I'm wondering why you choose to implement your own cryptography routines instead of using something standard like TLS. Apparently your `DecryptData` and `Encrypt` methods are vulnerable to replay attacks due to a lack of (EC)DH-style key exchange.
Thanks for the critique! I wanted to use symmetric crypto as its trivial to use without domains and certificates. The possibility of replays is a non-issue, as the key-value store is implemented as a CRDT and therefore all operations are idempotent.
On the other hand, I didn't anticipate replay attacks in the design and thanks to your comment, I'll keep them in mind should I ever find myself in a scenario where they are undesirable...

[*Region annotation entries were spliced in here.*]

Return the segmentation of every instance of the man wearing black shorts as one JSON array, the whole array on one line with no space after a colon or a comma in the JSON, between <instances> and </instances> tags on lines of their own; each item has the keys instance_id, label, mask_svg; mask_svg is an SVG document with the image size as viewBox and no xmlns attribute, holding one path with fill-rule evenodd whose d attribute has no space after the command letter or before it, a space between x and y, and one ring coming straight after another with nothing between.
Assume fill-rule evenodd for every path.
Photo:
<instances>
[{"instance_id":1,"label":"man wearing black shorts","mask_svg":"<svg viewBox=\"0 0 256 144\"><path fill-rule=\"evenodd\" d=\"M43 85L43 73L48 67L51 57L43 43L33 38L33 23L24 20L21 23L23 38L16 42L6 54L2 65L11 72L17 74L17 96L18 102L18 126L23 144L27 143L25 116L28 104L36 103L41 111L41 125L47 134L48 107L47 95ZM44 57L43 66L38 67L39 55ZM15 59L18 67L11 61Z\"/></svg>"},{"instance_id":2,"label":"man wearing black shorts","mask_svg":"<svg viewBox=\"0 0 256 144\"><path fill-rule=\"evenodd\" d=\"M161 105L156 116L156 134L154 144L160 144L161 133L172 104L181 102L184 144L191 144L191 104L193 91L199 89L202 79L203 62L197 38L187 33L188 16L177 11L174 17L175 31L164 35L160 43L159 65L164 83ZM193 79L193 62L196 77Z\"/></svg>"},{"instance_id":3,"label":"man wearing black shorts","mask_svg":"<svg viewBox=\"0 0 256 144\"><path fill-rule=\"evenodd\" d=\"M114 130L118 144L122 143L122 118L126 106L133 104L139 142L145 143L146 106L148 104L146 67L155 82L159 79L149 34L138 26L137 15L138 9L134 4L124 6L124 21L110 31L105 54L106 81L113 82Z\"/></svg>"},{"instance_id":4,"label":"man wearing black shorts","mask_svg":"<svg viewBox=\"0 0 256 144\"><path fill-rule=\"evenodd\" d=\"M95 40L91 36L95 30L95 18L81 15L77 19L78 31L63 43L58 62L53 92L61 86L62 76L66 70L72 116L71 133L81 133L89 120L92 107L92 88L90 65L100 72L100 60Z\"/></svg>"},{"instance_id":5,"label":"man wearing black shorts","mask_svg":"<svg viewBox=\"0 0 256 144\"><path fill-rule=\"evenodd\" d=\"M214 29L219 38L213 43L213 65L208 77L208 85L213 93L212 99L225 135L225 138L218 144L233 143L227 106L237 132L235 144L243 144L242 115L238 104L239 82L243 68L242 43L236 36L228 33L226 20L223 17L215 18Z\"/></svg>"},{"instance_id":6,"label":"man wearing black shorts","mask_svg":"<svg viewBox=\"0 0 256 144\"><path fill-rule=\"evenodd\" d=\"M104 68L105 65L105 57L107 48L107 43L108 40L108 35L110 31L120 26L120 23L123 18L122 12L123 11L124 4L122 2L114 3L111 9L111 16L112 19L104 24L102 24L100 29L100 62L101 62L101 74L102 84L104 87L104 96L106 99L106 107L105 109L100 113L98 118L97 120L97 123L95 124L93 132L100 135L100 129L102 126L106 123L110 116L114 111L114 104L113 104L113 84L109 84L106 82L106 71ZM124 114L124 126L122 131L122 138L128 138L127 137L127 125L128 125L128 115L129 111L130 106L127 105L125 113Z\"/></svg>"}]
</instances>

It doesn't matter if the operations are idempotent. The point is that an eavesdropper can replay a message that sets a key, for example, overwriting whatever was there previously.
It would be better to use an established cryptography system. You could do self-signed certs with TLS, like Syncthing does. Or just use SSH.
If the CRDT part is done correctly, then replaying a message that sets a key will not change anything, ever.
If the message is:
Key: Foo
Reference CRDT node ID: 7654321 (the last node that the clients knows of that updated the value of ‘Foo’)
Operation: Update
Value: Bar
The ID of this new node: 1122112211
(Omitted for simplicity: Timestamps, hashes, …)
Replaying that message won’t do anything if the target already knows about the existence of that new node.
If the target didn’t know about the node, then I guess you’re helping them sync their own data? Maybe they owe you a thanks? If you knew what each encrypted message contained, you might be able to do some split-state shenanigans; for example: replay the message that sets a “PasswordAuthEnabled” key to “Yes” but deliberately omit the message that changes the “Password” key from its default of “password” to a genuine password. It’s very hard to imagine an actual situation like this occurring, but I guess that’s what makes crypto (and designing secure systems in general) so damn tricky. That and the math. And end users. And…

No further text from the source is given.